When Royal Berkshire Fire and Rescue Services were called out to quench a blaze in Uxbridge Road, Wexham, they discovered the property, which on paper should have been a four bedroom house, had been let as an HMO with eight people living there.
The electrical fire had caused serious damage to the box room and other parts of the house was brought under control, but not before various safety issues were noted. Slough council was called in to investigate and issued an emergency prohibition order preventing anyone living in the property until the safety issues had been rectified. It also prosecuted the landlord.
The council deemed the property to be an unlicenced HMO.

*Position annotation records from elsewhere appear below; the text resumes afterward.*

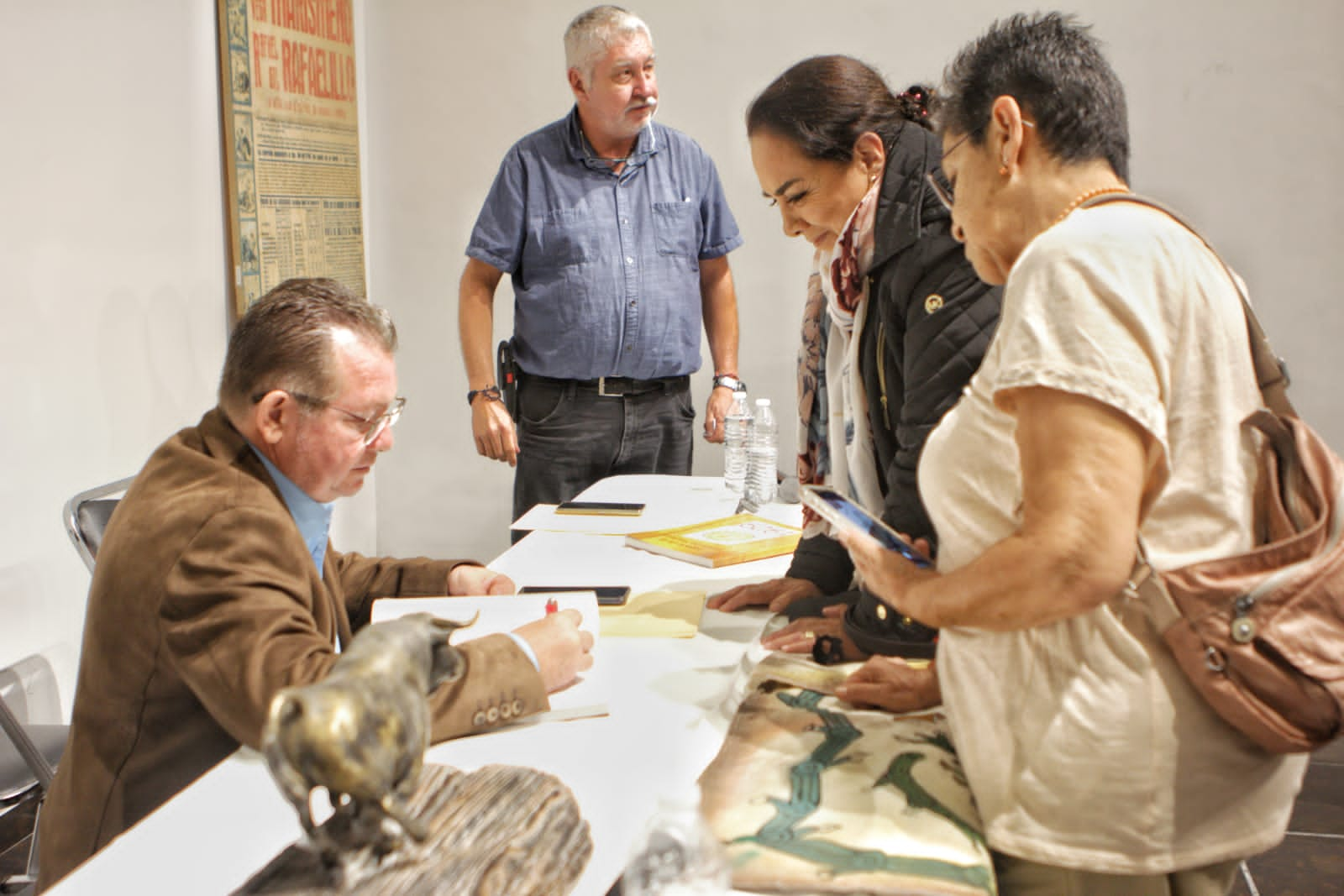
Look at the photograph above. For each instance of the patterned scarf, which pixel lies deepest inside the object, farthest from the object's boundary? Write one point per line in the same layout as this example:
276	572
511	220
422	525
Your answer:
832	322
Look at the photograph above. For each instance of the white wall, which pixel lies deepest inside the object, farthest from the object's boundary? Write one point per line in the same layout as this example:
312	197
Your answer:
112	239
1236	112
112	244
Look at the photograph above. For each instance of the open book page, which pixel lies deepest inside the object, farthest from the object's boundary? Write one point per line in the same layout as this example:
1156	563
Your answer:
655	614
506	613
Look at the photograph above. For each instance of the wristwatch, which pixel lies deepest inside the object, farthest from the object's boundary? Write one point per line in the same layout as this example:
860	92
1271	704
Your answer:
730	382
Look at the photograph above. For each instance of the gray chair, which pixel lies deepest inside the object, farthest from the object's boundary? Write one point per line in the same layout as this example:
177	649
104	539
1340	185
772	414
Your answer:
87	516
29	757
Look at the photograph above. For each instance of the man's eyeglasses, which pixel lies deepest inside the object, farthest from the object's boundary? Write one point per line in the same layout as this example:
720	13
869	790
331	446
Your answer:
373	426
945	192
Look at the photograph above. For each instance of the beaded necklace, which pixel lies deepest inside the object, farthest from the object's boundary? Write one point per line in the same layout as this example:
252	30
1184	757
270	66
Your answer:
1079	201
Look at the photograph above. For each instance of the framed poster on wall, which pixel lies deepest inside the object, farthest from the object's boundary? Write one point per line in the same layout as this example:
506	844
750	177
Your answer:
291	144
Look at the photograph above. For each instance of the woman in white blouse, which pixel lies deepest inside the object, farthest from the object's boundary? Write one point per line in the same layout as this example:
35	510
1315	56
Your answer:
1109	403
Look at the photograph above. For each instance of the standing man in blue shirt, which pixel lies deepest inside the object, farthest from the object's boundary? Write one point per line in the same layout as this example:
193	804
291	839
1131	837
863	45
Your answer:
616	234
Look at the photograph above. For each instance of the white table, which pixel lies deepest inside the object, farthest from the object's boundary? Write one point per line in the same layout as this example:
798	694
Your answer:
667	719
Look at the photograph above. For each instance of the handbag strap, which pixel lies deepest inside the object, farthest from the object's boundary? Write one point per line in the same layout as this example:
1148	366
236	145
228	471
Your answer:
1270	369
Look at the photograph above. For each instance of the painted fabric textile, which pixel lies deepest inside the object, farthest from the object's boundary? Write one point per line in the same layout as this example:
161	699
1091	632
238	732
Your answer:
811	795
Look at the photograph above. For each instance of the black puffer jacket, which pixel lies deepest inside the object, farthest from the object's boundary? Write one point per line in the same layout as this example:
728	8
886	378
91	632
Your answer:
927	327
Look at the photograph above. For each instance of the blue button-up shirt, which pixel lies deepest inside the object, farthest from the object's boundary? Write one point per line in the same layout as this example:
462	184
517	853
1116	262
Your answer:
312	517
605	266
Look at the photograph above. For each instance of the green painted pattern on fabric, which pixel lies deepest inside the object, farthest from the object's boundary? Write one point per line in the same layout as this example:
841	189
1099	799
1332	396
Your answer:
784	833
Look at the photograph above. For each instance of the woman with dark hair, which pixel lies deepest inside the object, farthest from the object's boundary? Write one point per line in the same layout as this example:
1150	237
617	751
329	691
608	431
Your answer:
1108	407
895	322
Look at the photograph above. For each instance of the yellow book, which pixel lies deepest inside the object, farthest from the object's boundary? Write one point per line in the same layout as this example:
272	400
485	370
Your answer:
736	539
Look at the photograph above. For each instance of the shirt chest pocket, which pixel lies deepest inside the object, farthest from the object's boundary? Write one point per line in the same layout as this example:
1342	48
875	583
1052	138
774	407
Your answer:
676	228
564	237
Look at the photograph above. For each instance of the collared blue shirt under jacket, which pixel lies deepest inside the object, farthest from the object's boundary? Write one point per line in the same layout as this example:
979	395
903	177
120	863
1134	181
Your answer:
605	268
312	517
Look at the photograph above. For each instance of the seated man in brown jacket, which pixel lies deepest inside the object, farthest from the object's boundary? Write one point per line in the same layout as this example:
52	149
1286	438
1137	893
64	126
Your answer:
215	584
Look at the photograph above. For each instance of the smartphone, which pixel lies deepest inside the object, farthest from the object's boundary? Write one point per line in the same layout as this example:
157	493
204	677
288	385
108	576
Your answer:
602	508
608	595
844	513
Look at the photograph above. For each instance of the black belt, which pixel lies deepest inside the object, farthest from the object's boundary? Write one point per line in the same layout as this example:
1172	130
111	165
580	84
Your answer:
617	385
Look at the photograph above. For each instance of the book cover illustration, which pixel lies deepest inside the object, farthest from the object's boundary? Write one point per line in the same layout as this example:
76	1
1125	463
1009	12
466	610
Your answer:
736	539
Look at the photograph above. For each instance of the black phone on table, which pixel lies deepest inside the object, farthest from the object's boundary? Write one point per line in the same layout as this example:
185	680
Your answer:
601	508
844	513
608	595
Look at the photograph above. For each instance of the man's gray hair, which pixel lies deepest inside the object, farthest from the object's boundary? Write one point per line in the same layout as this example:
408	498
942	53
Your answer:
596	31
284	340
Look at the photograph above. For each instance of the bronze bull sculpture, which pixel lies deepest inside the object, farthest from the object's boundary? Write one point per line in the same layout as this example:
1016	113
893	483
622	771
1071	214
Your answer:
362	734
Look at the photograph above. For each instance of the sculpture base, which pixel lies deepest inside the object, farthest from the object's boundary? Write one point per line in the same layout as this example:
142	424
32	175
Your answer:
501	829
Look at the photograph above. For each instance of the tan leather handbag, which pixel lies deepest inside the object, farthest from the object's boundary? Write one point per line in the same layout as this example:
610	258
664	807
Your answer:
1261	634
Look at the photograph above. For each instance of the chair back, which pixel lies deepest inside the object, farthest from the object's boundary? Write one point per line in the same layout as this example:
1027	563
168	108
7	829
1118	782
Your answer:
29	757
87	516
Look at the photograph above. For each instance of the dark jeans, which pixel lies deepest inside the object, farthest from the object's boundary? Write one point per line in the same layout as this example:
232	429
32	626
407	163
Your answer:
569	437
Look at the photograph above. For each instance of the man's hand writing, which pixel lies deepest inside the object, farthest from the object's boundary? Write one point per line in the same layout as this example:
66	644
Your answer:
562	649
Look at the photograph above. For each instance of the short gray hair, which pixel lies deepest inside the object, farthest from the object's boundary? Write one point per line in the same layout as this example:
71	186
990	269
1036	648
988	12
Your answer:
284	340
596	31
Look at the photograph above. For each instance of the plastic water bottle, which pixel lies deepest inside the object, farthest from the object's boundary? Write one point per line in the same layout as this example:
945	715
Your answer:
763	456
678	855
737	425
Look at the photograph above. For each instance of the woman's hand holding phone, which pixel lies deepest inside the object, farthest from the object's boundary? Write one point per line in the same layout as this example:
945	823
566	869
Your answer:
887	574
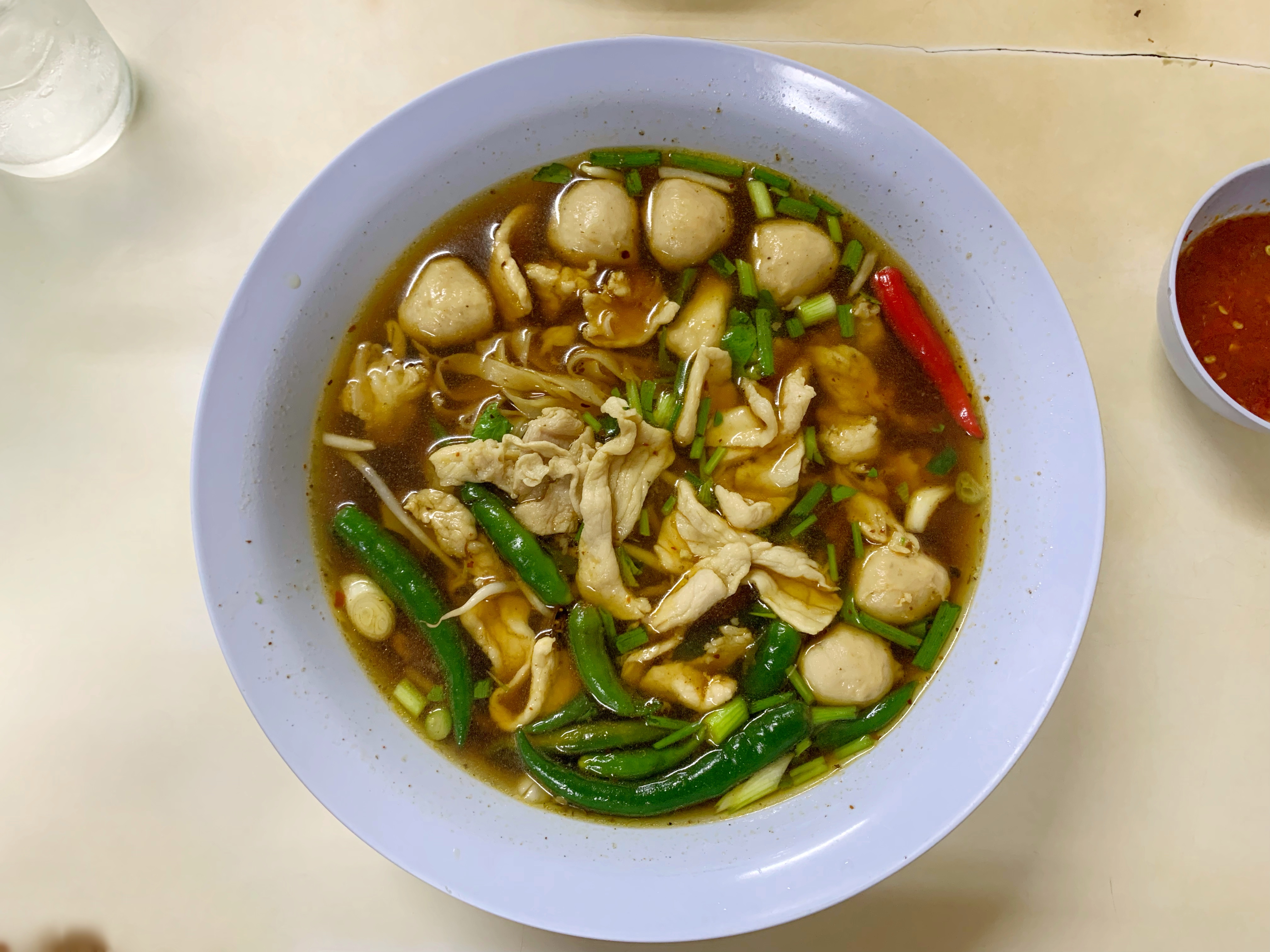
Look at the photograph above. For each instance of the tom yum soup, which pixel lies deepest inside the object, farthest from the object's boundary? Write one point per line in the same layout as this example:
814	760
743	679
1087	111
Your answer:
646	484
1223	299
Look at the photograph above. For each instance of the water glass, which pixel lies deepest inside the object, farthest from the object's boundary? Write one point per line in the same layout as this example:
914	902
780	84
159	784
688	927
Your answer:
66	92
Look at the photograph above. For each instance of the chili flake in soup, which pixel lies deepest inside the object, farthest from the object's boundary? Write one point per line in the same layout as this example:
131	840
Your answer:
1223	299
644	484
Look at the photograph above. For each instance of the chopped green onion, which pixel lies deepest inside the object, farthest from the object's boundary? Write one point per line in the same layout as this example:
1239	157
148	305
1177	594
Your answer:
853	256
770	177
943	464
802	527
968	489
438	724
856	747
716	459
721	263
825	204
636	159
633	398
746	279
823	714
764	339
839	493
628	568
685	286
710	167
740	341
668	723
409	697
773	701
799	683
798	210
683	734
630	640
809	501
945	617
809	445
808	772
491	424
761	200
556	173
846	322
663	411
887	631
817	309
759	786
705	494
703	417
724	720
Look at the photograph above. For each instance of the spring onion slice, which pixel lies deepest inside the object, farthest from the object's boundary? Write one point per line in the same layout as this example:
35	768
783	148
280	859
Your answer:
753	789
945	617
796	209
817	309
409	697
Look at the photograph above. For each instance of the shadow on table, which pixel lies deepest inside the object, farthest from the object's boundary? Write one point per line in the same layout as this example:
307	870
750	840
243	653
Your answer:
1245	452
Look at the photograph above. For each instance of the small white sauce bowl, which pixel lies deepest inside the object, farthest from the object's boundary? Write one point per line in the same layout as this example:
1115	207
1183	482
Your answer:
1243	192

Landlord Nadeem Khan, admitted five offences under the Housing Act 2004 when appearing at Reading Magistrates’ Court last month.
Fire safety failures included a lack of fire alarms or fire doors. There was no gas or electricity safety certificates.
Khan told the magistrates he had borrowed money to rectify all the issues. He had been unable to evict non paying tenants due to coronavirus regulations, he said.
Khan was fined a total of £900 and ordered to pay £3,000 costs and £90 victim surcharge.
‘This could have had a very different outcome. A fire in the middle of the night with no fire alarms could have resulted in much more serious consequences’, said Slough Councillor Balvinder Bains, cabinet member for regulation and public protection.
‘The reason there are landlord licences is to raise the quality of privately rented homes so tenants are in a compliant environment’.